Economy,  Stateside

A good word about Republicans

Yes, really. Not the party leaders who whine about President Obama’s “class warfare,” but the majority who– contrary to popular belief– have sensible positions on a number of economic and fiscal matters.

Timothy Noah writes at The New Republic:

I’m liking rank-and-file Republicans better and better. Earlier this month we learned that they favor Obama’s plan to tax the rich. Now we learn that a 55 percent majority of them think Wall Street bankers and brokers are "dishonest," 69 percent think they’re "overpaid," and 72 percent think they’re "greedy." Fewer than half (47 percent) have an unfavorable view of the Occupy Wall Street protests. Thirty-three percent either favor them or have no opinion, and 20 percent haven’t heard of them. Also, a majority favor getting rid of the Electoral College and replacing it with a popular vote. After the 2000 election only 41 percent did. Now 53 percent do. How cool is that?

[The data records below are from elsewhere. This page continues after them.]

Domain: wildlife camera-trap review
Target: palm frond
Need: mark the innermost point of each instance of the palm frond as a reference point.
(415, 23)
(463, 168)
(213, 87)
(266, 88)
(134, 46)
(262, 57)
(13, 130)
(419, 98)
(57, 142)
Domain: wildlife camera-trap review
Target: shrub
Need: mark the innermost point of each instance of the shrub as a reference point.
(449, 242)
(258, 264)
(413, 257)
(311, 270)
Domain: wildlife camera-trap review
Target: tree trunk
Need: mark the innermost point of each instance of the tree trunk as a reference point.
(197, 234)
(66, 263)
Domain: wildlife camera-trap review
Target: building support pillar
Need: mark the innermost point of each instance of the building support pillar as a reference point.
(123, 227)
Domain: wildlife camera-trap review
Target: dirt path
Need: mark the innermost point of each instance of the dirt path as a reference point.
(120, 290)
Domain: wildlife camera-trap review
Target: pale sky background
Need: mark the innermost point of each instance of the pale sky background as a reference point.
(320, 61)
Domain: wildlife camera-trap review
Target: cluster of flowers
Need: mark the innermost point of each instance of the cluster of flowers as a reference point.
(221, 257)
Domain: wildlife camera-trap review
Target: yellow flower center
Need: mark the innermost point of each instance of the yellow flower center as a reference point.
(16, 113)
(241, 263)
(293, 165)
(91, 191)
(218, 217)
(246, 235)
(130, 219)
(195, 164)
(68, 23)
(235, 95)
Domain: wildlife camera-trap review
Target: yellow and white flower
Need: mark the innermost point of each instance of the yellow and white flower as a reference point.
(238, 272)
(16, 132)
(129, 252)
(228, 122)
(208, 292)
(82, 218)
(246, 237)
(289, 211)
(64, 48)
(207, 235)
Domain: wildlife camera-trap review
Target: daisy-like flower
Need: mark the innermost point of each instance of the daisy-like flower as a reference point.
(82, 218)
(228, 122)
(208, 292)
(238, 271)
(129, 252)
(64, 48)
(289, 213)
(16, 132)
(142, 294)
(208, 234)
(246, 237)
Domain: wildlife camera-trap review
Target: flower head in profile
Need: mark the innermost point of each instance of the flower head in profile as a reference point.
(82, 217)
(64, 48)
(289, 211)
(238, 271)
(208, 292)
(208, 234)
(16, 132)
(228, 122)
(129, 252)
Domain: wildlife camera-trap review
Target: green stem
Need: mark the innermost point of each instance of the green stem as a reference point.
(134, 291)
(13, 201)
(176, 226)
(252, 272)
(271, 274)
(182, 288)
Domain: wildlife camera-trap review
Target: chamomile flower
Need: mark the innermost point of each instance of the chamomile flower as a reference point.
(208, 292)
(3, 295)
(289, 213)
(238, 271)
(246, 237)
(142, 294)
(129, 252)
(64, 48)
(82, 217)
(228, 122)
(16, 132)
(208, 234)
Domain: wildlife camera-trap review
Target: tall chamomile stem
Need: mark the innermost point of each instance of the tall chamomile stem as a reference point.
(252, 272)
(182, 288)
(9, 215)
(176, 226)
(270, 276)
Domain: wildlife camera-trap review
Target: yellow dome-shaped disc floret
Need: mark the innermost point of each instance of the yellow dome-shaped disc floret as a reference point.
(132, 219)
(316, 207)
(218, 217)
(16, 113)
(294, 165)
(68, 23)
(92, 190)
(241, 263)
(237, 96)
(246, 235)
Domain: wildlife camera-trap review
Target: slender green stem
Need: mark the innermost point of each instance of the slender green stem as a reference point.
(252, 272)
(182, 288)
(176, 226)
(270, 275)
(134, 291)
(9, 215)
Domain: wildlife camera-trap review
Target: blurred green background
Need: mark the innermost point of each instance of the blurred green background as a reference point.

Every one of these positions puts the GOP rank-and-file at odds with their congressional leadership and field of presidential candidates.

We keep hearing that the Republican base is a bunch of animals who applaud executions and jeer at gay soldiers. But poll data tell me that isn’t the base; it’s the knuckle-dragging nut fringe. The Republican base looks increasingly like a bunch of reasonable conservatives whose political views now put them well to the left of the ideologues they’re sending to Washington. Time for Mitch McConnell, Eric Cantor, Rick Perry, and Roger Ailes to dissolve it and elect another.

The majority of Republicans are class warriors? Who would have guessed?